Let’s face it, the idea of strictly eating only the animals you’ve husbanded, slaughtering them yourself is pretty alien, even to most outdoorsmen.  We’ve grown highly accustomed to our food industry and it greatly separates us from our meals.

Zuckerberg’s desire to become intimate with his own meat (hehe) may be noble, but his wording is, and we’re being polite here, slightly sanctimonious.  More directly, he’s being an asshole for saying it’s irresponsible.

Logistics aside, it’s presumably very easy to have a goat flown in to your back yard when you’re a billionaire.  Most people can in no way begin to afford, let alone come to terms with, sustainable small farming. How many Americans even have back yards?  Are they supposed to turn their closets into chicken coops?

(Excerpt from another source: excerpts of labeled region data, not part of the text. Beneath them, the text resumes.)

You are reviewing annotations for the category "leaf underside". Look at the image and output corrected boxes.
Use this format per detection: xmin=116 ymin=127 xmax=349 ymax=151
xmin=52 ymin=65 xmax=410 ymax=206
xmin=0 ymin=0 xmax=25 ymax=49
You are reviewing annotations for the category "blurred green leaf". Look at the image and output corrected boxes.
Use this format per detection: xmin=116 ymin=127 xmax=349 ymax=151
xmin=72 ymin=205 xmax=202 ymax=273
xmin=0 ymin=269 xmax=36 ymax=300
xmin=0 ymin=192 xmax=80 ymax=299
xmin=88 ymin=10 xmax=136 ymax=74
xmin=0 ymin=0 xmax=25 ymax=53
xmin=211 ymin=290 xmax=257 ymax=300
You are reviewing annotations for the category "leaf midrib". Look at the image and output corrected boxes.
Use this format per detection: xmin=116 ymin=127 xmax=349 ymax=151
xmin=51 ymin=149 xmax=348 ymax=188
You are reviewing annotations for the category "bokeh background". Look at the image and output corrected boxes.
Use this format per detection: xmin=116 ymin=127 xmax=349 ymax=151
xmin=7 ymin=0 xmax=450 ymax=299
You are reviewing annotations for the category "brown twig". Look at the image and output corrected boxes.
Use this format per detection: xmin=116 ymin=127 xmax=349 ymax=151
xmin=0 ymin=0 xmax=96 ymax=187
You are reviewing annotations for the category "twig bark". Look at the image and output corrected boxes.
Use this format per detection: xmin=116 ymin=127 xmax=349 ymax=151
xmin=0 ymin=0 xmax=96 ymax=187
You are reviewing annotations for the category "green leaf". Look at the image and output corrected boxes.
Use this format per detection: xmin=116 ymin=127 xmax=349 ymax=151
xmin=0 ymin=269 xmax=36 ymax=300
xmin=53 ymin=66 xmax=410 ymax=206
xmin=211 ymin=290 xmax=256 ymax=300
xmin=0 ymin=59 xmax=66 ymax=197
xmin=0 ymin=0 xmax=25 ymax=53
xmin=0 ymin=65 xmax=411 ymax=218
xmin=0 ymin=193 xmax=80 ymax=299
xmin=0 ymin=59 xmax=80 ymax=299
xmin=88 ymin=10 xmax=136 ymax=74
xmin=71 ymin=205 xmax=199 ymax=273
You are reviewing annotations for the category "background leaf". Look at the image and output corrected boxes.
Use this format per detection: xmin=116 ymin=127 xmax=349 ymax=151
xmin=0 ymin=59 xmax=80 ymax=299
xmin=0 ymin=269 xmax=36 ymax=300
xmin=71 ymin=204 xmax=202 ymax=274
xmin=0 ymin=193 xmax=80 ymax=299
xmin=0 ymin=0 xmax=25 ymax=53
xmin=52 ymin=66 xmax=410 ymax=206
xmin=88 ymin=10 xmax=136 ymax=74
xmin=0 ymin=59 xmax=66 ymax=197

And that doesn’t even get into the fact that anyone can be extremely responsible with regards to their food; we’re not limited to buying our chicken from Tyson Farms—every Super Wal-Mart in America has an organic foods section and people can and do vote with their dollars (again, if you can afford it) and most anyone can go hunting and fishing—even if it’s not all of what you eat, even if it’s moderately recreational, no hunter or fisherman has any doubts about the loss of life that is eating.

It’s the idea that we all should kill what we eat, lest we be irresponsible, that’s, well, full of shit (particularly when Zuckerberg isn’t doing his own butchering).  What’s irresponsible is not caring at all about where your food comes from or that it at one point was a living being. But we do not need to literally cleanse ourselves with the blood of our kills to be responsible for what we eat or how it’s raised.

So it’s completely believable that this is, for all intensive porpoises, a media stunt.  That said, while his intentions may be to grab attention, being the hyper-rich eccentric that he is, the fallout could be very good—clearly he’s not some elephant-hunting bastard.  Zuckerberg is in a position to push forward sustainable farming and outdoorsmanship, which is absolutely something we can get behind.

We’ll know if he’s really full of shit if he comes out against rifles, right?  In the meantime, we’re optimistic that this will benefit the independent food movement, and improve the public perception of hunters, fishers, and small farmers.  Especially if he contributes with more than just words.